Can anyone tell me somewhere to buy slingshots, bands, ammo and other assorted goodies in the Kansas City MO. aera? Also possible slingshot shooting club in KC. Thanks very much for any suggestions.


----------



## Abenso (Apr 28, 2017)

Simpleshot.com

Sent from my SM-S920L using Tapatalk


----------



## brucered (Dec 30, 2015)

You likely won't find any suppliers of decent frames and ready to shoot supplies locally. Best bet is online and it doesn't get any better than SimpleShot.com

What you can find is supplies to buy and use locally, but that takes some personal investigation, asking around, searching etc. Bands, leather, wood, HDPE, elastics, rubber, ball bearings etc. Everything you need can be purchased and put together by yourself, once you know what to use and shoot.


----------



## treefork (Feb 1, 2010)

Welcome to the forum . Here is another good one . http://www.pocketpredator.com/


----------



## Jolly Roger (Aug 14, 2017)

PocketPredator.com or A+Slingshots supply great ready made bands. eBay also has lots of good deals on bands....if you skip right on past the cheap Chinese crappy bands and tubes. On eBay look for Flatbands or USA Slingshots. Their bands and pouches are great. On eBay you can also find Warrior who sells both pouches and band materials.


----------



## KawKan (May 11, 2013)

Welcome to the forum, neighbor!

I know of NO slingshot vendors in the KCMO area, other than the big box outlets (Walmart, Dick's, etc. - if you are interested in Daisy, Barnett, Saunders style equipment).

I get my slingshots and supplies online, or via trades with forum members.

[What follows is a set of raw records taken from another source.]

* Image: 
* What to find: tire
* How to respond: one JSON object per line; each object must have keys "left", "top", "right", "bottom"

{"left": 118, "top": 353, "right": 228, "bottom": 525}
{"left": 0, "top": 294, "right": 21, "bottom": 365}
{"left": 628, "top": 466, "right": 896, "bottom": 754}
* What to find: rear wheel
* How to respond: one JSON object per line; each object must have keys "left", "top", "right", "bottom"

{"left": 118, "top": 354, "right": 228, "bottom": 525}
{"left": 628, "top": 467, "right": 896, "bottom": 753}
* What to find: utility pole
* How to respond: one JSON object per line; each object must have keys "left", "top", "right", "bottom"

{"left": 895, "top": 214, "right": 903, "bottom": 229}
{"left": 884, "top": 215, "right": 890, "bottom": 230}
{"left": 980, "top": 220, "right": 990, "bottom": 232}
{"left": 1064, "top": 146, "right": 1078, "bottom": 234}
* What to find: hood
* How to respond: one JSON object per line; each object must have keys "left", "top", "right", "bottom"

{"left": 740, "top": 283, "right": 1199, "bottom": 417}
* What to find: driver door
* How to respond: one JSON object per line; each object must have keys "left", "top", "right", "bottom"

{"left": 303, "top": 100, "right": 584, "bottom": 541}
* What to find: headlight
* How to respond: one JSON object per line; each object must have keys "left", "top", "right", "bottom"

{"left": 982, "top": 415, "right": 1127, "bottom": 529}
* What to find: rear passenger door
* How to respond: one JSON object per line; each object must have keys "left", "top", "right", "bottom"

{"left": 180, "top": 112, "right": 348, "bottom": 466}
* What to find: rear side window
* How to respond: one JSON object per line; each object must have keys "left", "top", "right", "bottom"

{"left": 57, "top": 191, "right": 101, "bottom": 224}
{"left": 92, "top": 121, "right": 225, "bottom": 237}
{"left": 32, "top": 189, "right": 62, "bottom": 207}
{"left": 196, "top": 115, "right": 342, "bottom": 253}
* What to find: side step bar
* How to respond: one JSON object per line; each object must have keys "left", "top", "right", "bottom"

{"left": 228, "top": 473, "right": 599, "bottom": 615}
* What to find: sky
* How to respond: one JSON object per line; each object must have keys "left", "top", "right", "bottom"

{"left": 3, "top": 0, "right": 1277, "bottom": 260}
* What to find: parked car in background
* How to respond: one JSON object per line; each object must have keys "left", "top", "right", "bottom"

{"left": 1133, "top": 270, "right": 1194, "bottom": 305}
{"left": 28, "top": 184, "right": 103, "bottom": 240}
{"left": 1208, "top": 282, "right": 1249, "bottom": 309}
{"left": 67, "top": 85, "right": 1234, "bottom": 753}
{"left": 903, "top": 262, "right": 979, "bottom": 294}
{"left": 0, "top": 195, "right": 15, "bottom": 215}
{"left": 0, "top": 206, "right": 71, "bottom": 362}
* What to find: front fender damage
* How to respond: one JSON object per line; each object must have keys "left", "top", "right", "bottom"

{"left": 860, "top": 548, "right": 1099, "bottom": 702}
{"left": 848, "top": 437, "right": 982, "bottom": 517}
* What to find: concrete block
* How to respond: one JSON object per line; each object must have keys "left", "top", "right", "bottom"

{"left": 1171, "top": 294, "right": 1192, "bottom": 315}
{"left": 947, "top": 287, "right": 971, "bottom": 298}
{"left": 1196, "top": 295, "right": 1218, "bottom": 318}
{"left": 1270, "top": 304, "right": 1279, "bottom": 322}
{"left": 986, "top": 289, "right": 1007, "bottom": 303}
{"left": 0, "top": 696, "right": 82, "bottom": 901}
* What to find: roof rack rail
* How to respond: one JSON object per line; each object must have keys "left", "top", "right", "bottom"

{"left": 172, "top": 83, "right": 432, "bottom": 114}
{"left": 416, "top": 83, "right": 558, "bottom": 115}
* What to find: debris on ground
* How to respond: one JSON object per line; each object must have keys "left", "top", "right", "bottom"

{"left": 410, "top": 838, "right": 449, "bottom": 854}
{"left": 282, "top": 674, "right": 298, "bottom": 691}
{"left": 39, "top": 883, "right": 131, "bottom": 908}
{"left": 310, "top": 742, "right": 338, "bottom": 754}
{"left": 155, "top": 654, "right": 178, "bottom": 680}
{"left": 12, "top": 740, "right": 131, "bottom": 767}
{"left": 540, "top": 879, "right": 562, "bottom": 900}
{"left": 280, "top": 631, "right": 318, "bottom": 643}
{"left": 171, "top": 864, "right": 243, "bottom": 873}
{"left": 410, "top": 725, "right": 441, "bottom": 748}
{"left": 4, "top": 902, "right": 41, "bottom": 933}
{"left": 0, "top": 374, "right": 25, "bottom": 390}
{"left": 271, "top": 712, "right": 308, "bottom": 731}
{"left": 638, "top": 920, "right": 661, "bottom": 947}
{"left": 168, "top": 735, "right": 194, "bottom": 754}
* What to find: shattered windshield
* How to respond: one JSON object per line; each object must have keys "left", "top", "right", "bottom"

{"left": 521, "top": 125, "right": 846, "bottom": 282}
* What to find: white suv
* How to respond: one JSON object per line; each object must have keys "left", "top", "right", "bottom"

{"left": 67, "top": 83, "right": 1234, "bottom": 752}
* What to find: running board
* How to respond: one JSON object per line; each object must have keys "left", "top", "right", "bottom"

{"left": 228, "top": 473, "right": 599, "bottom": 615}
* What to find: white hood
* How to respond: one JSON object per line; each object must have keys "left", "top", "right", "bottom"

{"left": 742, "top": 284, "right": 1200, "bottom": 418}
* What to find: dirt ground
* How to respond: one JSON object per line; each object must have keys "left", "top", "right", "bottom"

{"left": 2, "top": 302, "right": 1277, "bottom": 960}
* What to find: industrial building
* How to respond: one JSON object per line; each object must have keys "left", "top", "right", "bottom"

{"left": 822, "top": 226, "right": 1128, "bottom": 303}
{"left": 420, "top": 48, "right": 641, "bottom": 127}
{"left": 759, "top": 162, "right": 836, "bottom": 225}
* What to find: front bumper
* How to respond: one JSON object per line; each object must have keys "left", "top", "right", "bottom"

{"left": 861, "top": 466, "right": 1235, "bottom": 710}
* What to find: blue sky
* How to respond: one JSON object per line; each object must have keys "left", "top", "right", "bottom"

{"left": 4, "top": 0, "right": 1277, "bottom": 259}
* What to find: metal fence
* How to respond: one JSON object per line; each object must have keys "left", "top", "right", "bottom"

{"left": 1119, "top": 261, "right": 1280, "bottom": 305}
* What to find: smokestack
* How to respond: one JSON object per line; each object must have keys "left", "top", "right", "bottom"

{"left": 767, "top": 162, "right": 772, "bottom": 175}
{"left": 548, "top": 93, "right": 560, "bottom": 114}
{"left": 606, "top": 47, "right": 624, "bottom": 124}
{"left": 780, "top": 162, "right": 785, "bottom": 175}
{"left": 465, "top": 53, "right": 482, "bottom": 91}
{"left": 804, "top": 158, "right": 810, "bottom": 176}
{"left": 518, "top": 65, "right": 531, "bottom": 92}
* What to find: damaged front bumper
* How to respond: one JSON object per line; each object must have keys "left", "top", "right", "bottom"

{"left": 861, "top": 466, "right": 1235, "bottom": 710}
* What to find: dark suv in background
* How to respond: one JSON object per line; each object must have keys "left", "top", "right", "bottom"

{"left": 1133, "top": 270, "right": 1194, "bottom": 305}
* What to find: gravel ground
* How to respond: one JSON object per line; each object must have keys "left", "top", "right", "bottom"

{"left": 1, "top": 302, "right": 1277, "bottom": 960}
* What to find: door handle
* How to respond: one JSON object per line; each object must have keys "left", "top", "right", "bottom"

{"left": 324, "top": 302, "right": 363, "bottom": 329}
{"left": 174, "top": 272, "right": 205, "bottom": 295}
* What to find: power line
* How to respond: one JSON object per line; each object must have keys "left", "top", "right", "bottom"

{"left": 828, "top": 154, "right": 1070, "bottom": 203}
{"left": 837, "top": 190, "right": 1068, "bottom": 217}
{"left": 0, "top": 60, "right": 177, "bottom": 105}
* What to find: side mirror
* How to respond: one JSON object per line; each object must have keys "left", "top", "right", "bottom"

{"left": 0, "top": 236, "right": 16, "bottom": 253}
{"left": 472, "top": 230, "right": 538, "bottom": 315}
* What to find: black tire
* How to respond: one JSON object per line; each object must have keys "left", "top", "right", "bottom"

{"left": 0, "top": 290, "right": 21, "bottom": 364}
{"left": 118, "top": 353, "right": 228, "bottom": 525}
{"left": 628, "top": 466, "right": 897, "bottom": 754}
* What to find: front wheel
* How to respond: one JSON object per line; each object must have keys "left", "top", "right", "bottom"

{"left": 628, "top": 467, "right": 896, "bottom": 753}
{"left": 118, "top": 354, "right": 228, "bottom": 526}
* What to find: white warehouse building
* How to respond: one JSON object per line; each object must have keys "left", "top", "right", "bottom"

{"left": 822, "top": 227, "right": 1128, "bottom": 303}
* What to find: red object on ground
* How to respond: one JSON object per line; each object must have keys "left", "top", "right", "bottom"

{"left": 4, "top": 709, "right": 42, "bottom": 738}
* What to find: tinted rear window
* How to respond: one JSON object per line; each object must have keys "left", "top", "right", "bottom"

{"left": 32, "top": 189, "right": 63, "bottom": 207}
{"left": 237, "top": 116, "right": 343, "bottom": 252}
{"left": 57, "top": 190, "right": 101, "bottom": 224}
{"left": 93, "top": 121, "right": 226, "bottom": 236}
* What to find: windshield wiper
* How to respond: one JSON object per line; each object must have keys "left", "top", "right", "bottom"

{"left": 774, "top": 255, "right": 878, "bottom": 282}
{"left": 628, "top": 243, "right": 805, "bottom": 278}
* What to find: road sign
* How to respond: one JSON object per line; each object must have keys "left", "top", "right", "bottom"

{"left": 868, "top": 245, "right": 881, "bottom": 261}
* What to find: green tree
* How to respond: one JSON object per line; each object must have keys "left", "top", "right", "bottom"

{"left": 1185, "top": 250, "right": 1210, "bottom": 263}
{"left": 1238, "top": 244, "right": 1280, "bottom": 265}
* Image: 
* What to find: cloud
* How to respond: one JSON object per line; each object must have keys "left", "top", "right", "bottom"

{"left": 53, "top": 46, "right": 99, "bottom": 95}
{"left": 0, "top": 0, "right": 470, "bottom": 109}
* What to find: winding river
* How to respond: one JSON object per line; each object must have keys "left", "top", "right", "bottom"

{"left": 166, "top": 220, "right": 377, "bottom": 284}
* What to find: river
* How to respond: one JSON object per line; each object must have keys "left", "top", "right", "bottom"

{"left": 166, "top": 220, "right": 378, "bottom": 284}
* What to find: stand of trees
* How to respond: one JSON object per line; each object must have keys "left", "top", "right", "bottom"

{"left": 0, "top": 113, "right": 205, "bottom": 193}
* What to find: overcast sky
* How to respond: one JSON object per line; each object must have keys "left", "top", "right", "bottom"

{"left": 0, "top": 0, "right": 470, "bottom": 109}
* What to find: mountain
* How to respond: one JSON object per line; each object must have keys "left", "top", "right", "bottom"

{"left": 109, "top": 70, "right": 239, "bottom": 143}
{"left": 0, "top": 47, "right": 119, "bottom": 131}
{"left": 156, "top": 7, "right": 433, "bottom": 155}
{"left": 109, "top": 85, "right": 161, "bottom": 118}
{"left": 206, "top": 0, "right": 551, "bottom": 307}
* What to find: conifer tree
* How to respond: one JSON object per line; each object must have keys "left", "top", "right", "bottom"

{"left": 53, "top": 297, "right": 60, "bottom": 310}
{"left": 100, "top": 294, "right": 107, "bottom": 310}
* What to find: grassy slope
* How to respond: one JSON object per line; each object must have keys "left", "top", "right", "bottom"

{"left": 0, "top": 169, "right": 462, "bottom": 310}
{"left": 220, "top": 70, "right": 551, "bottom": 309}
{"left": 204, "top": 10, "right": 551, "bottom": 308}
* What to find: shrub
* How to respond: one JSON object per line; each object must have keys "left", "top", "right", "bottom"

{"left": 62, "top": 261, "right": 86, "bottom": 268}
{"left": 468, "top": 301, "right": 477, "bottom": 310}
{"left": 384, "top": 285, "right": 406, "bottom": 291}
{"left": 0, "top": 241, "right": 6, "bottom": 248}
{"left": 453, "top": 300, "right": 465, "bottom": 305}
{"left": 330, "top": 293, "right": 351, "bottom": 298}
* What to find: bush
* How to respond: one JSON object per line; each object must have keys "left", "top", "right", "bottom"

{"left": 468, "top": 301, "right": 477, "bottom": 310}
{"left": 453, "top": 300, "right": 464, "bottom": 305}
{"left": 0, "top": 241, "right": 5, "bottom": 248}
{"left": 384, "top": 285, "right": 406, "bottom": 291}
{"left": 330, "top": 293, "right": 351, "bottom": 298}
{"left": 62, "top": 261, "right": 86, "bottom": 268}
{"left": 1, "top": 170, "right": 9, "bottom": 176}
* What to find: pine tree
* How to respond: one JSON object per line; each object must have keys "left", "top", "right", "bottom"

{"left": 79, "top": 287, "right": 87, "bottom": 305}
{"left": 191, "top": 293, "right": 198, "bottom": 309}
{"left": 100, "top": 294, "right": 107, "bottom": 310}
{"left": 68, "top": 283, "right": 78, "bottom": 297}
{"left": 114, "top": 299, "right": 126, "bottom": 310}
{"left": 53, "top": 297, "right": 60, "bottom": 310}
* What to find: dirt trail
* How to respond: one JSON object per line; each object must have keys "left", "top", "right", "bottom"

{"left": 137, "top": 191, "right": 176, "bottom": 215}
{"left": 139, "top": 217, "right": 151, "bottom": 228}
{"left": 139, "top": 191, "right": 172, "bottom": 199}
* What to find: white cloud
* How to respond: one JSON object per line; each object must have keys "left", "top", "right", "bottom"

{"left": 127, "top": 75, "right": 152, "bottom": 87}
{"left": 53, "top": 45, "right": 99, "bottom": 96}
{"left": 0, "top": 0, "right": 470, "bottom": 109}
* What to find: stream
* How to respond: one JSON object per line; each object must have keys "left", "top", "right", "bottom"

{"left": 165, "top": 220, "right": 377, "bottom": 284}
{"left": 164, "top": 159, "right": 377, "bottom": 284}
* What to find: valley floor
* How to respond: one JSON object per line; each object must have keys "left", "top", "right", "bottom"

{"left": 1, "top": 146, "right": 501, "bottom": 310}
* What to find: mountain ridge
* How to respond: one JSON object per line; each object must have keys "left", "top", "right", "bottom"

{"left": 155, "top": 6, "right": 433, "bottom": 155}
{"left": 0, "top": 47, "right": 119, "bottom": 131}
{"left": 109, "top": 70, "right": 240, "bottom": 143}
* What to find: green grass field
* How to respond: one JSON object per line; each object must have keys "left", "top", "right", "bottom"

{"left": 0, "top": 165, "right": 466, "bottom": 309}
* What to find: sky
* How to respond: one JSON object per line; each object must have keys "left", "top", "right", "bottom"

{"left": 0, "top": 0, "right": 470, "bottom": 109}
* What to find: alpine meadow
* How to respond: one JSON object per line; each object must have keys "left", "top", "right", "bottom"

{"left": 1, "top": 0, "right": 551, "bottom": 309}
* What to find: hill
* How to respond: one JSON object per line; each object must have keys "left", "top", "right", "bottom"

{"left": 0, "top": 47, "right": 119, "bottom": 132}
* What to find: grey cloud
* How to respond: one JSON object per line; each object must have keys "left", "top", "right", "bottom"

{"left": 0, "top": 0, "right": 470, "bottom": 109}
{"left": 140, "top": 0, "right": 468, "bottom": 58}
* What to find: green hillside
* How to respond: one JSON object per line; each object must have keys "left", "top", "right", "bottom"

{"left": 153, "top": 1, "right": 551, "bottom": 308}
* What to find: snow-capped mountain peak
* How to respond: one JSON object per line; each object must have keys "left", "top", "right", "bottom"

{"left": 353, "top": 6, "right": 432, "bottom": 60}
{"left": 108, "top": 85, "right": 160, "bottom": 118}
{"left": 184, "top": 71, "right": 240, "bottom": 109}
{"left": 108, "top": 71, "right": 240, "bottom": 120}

If you get over to Lawrence from time to time, I might be able to set you up with a trial set-up.


----------



## Ibojoe (Mar 13, 2016)

I think that Fred45 lives around there. Simple Shot is a great place to get yourself set up. The site is easy to navigate. They have descriptions of everything for new people. Fast shipping and are very dependable


----------



## VAshooter (Feb 10, 2015)

Welcome to the forum. I'm sure if you follow the advice given earlier in this thread you will get everything you need and possibly meet some nice people in the process.


----------